For e.g. if we have to prove
$Q(x) = \frac {F(x) - c} {x-b}$,
This is how we do it.
$Q(x)(x-b) = F(x) -c$
Evaluating at $x=a$
$Q(a)(a-b) = F(a) - c$
Now we multiply both sides by $G$ (which is the generator of the group $\mathbb G$ & this becomes
$Q(a).G.(a-b) = F(a).G - c$
Now $C_Q = Q(a).G$ (commitment of $Q$) &
$C_F = F(a).G$ (commitment of $F$)
From here, it's easy to prove that if $e(Q(a)G, (a-b)G) \stackrel{?}{=} e((F(a)-c)G, G)$ is true, then the original statement $Q(x)(x-b) = F(x) -c$ is true. (This proof is also given in the KGZ paper in multiplicative notation). However, I am not able to derive the proof for $G_1 \ne G_2$ - how do I derive the proof for the above in case I am using two different groups with generators $G_1$ & $G_2$.
Now this easy converting of a polynomial into it's commitment by multiplying both sides by the single generator is key to using pairings to prove without knowing the polynomial itself.
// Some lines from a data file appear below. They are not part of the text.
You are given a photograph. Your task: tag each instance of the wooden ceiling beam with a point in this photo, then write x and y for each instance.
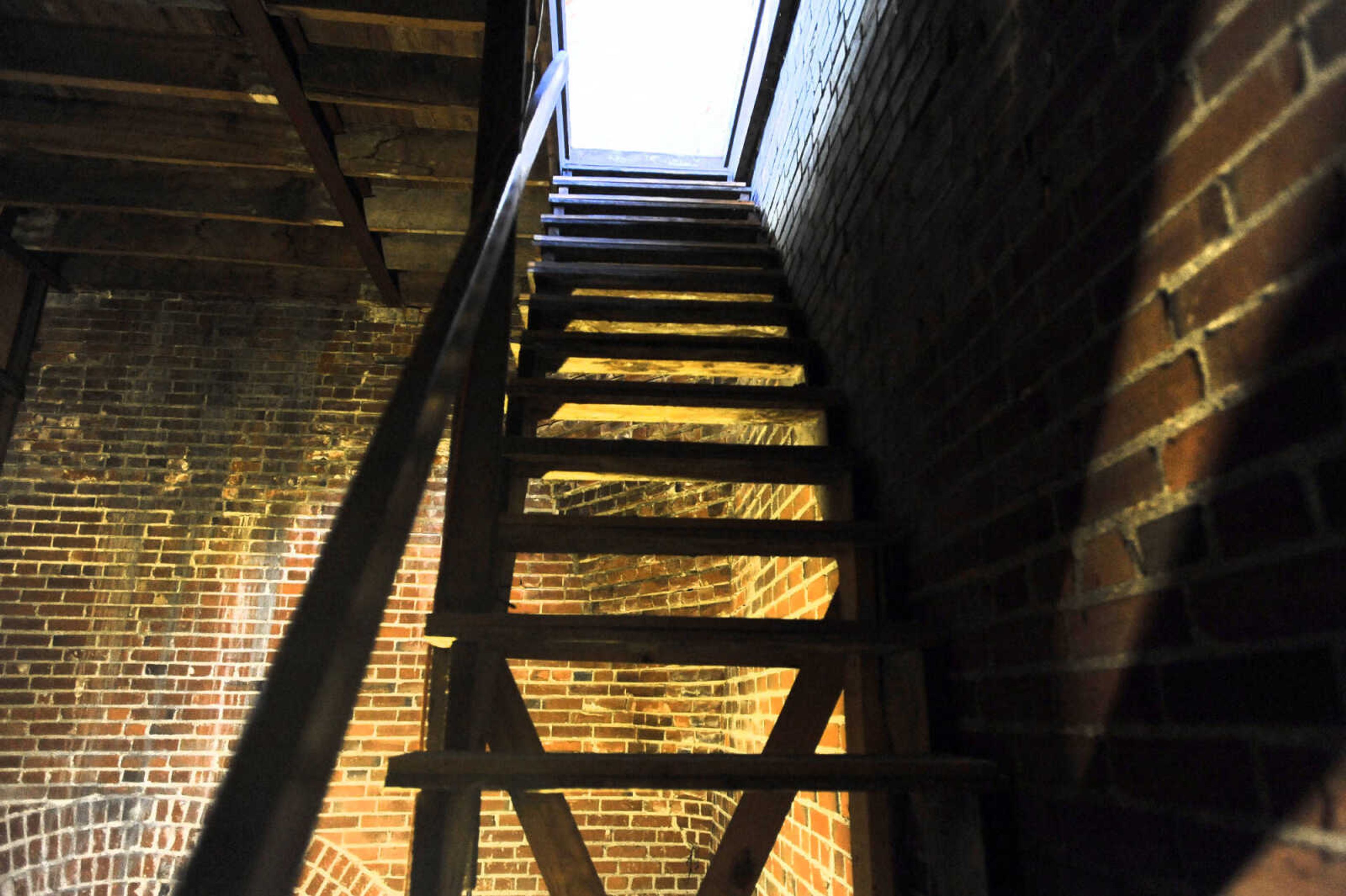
(267, 42)
(437, 15)
(224, 69)
(229, 194)
(217, 278)
(227, 139)
(159, 237)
I am not sure how this translates to the two groups being different $\mathbb G$ & $\widehat{\mathbb G}$ because they would then have different generators & you won't be able to multiply both sides by the same generator to convert the polynomial into it's commitment so as to verify a proof without knowing the polynomial itself (and just knowing the SRS).
So where exactly is the generator of the 2nd Group $\widehat{\mathbb G}$
used & how does one convert the polynomials into their respective commitments in that case.